Monday, July 11, 2005

7-11

I will always remember the date of my friend's father's birthday. "Get it? Seven Eleven - like the store!" That's what the dimmer of his buddies used to say when the day rolled around. Why won't I forget it? Because I was supposed to start summer school two days after that.
To back up just a bit, in the spring of 1986 I had been in college for about half a decade, and it was about time for me to move on - fiscally speaking. I went to see an academic advisor (who'd have thought that a university the size of CU would have such people on staff?). His advice to me was to stop taking so many damn writing courses and take just a couple of sciences so I could graduate with some sort of degree. Did you know that after a certain point, the credits you take in your major start counting to an additional major, and you can't graduate without finishing both? Well, I didn't. I figured that someone would eventually just call me up and tell me that I'd attended enough lectures, workshops and seminars and they'd send me a diploma in the mail. Not so - they wanted me to take an active role in that process. To that end, Mister Academic Advisor advised me to take a couple of courses over the summer and I could be on my merry matriculated way.
I signed up for the courses. I even bought the books. I just never made it to the classes. The weekend before the summer session, I decided to have one last little fling with some friends of mine. Some friends - and a swing set (strike ominous chord here).
Life is a series of choices. Everything would have been fine if I hadn't been so dramatically altered when I jumped out of the swing at Scott Carpenter park. I would have graduated on time (give or take) - and I would have avoided physical therapy to regrow my left quadriceps.
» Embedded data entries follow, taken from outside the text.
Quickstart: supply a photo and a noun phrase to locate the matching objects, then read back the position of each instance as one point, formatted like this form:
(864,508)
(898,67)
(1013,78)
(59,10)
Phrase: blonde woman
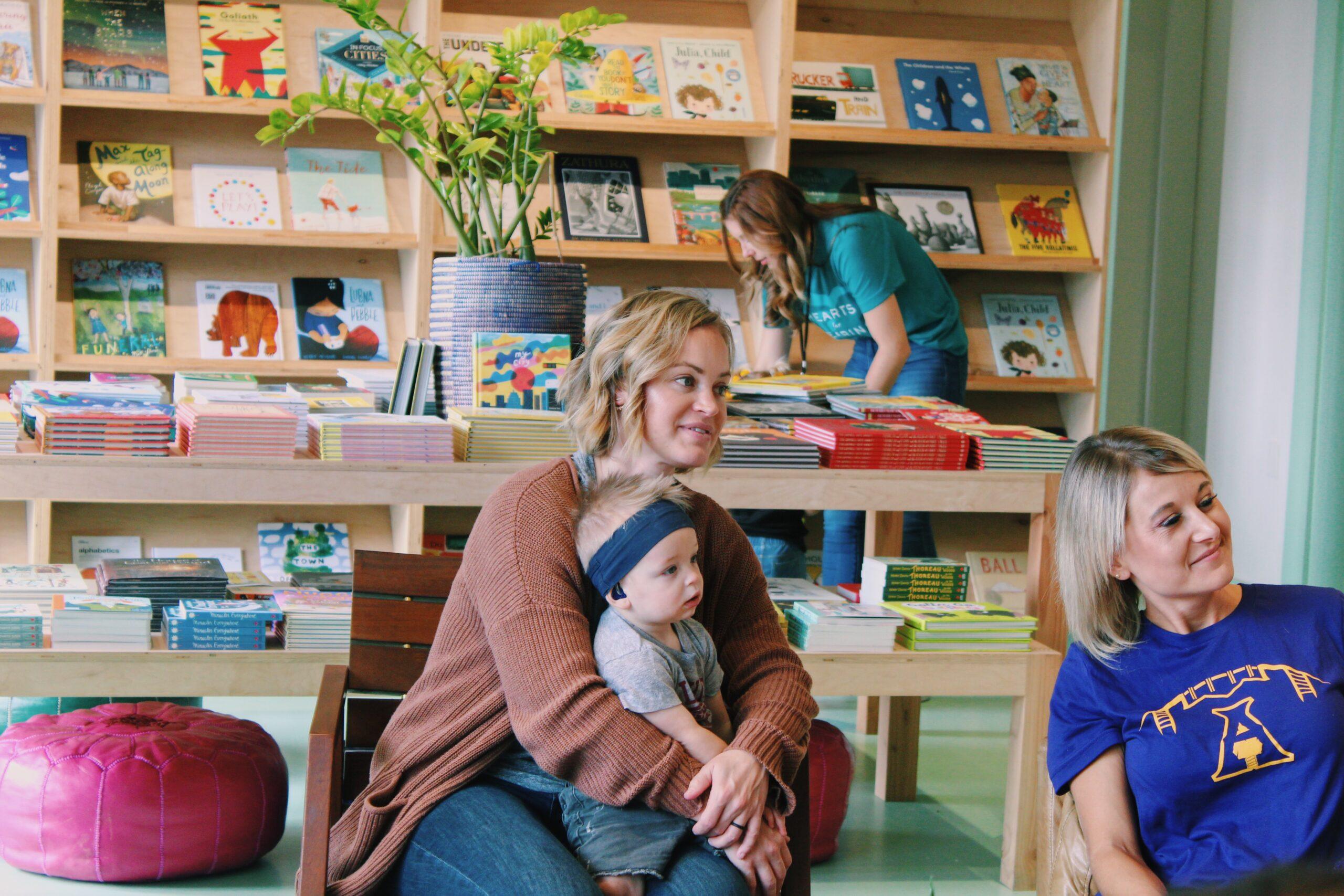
(859,276)
(464,790)
(1199,723)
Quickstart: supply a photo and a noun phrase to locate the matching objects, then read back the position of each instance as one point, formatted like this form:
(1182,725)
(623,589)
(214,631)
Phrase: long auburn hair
(774,214)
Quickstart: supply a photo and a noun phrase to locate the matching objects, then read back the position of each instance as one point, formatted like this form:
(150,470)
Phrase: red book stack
(236,430)
(885,445)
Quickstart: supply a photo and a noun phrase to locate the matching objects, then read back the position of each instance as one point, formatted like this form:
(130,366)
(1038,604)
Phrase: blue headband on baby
(629,543)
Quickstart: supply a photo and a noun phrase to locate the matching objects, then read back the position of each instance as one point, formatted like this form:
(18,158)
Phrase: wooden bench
(398,601)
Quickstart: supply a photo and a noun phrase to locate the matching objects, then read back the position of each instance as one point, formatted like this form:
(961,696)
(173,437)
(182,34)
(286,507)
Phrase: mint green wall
(1164,215)
(1314,550)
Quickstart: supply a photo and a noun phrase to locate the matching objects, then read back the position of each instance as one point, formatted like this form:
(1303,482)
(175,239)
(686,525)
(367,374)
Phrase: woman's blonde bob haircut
(1102,612)
(628,347)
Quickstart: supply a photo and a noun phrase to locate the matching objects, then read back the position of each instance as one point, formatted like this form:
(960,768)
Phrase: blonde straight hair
(1102,612)
(628,347)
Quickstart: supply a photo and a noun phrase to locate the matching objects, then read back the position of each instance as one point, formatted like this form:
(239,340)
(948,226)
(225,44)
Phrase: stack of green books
(934,625)
(913,579)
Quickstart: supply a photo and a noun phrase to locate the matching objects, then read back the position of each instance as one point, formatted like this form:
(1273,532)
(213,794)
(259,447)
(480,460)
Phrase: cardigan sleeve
(765,686)
(530,594)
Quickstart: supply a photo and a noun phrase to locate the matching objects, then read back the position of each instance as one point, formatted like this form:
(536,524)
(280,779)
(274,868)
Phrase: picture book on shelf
(14,312)
(1043,220)
(940,218)
(707,80)
(238,320)
(1028,335)
(15,193)
(119,308)
(337,190)
(114,45)
(622,80)
(243,50)
(695,190)
(827,184)
(15,45)
(474,49)
(600,198)
(125,183)
(838,93)
(303,547)
(1042,97)
(340,319)
(238,196)
(942,96)
(519,370)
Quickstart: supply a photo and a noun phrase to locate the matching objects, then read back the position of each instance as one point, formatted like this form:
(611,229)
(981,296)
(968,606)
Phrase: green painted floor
(949,836)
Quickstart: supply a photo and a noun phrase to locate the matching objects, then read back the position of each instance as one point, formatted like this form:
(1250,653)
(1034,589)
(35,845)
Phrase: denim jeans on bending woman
(495,839)
(929,371)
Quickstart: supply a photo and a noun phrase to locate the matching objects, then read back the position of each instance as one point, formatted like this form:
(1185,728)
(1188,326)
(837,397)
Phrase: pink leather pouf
(136,792)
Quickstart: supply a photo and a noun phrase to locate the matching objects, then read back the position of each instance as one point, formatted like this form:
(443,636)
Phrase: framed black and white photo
(941,219)
(600,198)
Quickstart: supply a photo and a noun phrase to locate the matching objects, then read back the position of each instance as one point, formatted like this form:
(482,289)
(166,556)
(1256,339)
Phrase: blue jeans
(779,558)
(930,371)
(492,839)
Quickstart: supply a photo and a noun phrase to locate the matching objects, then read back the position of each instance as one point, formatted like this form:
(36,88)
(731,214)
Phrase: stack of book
(25,583)
(961,626)
(272,395)
(236,430)
(139,430)
(164,582)
(491,434)
(186,383)
(1014,448)
(913,579)
(750,444)
(315,620)
(842,628)
(219,625)
(885,445)
(20,626)
(100,623)
(394,438)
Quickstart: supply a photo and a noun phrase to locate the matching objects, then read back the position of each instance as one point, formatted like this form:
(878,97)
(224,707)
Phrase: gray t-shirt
(649,676)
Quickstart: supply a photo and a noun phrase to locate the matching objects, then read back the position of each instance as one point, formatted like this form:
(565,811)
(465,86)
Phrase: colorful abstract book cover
(243,50)
(942,96)
(15,45)
(1042,97)
(706,80)
(1043,222)
(695,190)
(827,184)
(114,45)
(838,93)
(15,191)
(337,190)
(519,370)
(474,49)
(14,312)
(119,308)
(125,183)
(303,547)
(622,80)
(1028,335)
(237,196)
(238,320)
(340,319)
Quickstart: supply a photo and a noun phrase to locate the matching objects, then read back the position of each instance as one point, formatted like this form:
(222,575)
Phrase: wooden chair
(398,601)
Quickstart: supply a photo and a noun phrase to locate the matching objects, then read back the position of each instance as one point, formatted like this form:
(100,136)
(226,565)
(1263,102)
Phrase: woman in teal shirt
(859,276)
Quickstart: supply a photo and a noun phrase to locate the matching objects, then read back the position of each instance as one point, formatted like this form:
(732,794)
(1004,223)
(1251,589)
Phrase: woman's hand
(737,784)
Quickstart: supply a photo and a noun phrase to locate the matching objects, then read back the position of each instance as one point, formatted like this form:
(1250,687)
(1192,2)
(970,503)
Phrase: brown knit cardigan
(514,653)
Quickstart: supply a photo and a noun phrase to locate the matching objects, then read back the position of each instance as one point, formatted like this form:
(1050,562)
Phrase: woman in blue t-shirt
(1201,730)
(859,276)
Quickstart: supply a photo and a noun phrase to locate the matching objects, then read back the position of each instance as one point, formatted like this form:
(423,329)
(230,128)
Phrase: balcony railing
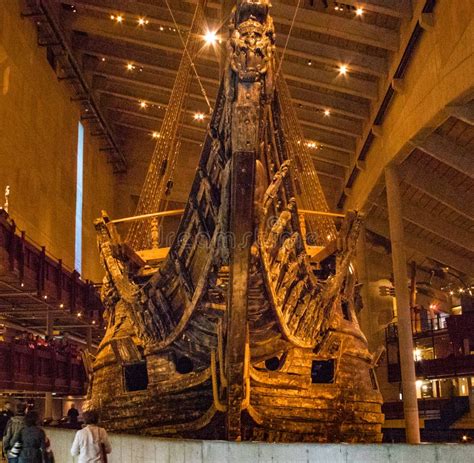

I might have moved on to other greater and more grandiose things, but instead I chose to leap at the apex of my swing - hurtling into the night without a serious consideration of how and where I might land. When I came down, I came down on my left leg alone. My left leg is a sturdy enough limb for most ordinary tasks, but what I was asking it to do was beyond the laws of God and Physics. An overly simplified version of the injury I sustained would be to say that I broke my knee - five of the six parts that hold one's knee in place were obliterated in one giant leap for mankind.
I spent that summer learning how to walk again. With a brace. With a foot-long scar on the side of my left leg. When fall came, I registered for a couple more courses and walked to class every day - on crutches. I graduated in December. I make a stubborn point of going for a run on the eleventh of July. It reminds me of my strengths and my frailty. "Seven Eleven? Hey - it's like the store!" Right.

3 comments:

haywagon said...

I'm surprised that your leg couldn't stand up to the reduced force in the low gravity of Scott Carpenter park. Must have something to do with the altitude.

patty said...

Is that Karen's brother?

robin said...

That must have been just a couple weeks after I married my first ex-husband. What a summer.